Last Update:2018-12-06 Source: Internet

Author: User

Developer on Alibaba Coud: Build your first app with APIs, SDKs, and tutorials on the Alibaba Cloud. Read more ＞

The KMP we are talking about here is not an algorithm for making movies (although I like this software. The KMP algorithm is used to process string matching. In other words, we provide two strings. You need to answer whether string B is a substring of string a (whether string a contains string B ). For example, if string a = "I'm matrix67" and string B = "matrix", we can say that B is a substring of. You can ask your mm politely: "If you want to confess to someone you like, is my name a substring in your confession ?"
To solve this problem, we usually use enumeration to start matching with string B from where string A is located, and then verify whether it matches. If string a is N and string B is m, the complexity of this method is O (Mn. Although the complexity often fails to reach Mn (only one or two letters in the first letter are found to be mismatched), there are many "worst cases", for example, a = "aaaaaaaaaaaaaaaaaaaaaaaaaaaab ", B = "aaaaaaaab ". We will introduce an O (n) algorithm (M <= N) in the worst case, that is, the legendary KMP algorithm.
KMP is called because the algorithm is proposed by knuth, Morris, and Pratt, and takes the first letter of the three names. At this moment, you may suddenly understand why the AVL Tree is called aVL, or why the middle of Bellman-Ford is not a point. Sometimes seven or eight people have studied one thing. How can we name it? Generally, this item will not be named by people, so as to avoid disputes, such as the "3X + 1 problem ". Far away.
I personally think that KMP is the least necessary thing to talk about, because this thing can find a lot of information online. However, the online lectures basically involve the concepts of "shift" and "next function, this is very easy to misunderstand (at least a year and a half ago I did not figure it out when I read these materials to learn KMP ). Here, I use another method to explain the KMP algorithm.

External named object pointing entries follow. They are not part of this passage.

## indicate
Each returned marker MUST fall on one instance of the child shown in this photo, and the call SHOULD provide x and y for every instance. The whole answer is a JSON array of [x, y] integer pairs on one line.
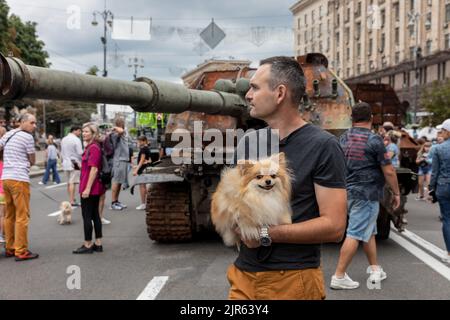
[[142, 162]]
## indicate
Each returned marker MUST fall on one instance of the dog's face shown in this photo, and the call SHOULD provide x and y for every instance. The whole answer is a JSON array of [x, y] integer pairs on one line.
[[266, 174], [66, 207]]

If a = "ababaababacb", B = "ababacb", let's see how KMP works. We use two pointers, I and j, to indicate that a [I-j + 1. I] is exactly the same as B [1. J. That is to say, I is constantly increasing. As I increases, J changes accordingly, and the string whose length ends with a [I] Is J exactly matches the first J characters of string B (the larger the value of J, the better ), now we need to check the relationship between a [I + 1] and B [J + 1. When a [I + 1] = B [J + 1], I and j each add one. When is J = m, let's say that B is a sub-string of A (string B has been completed), and the matching position can be calculated based on the I value. When a [I + 1] <> B [J + 1], the KMP policy is to adjust the position of J (reduce the value of J) so that a [I-j + 1 .. i] and B [1 .. j] Keep matching and the new B [J + 1] exactly matches a [I + 1] (so that I and j can continue to increase ). Let's take a look at the situation when I = J = 5.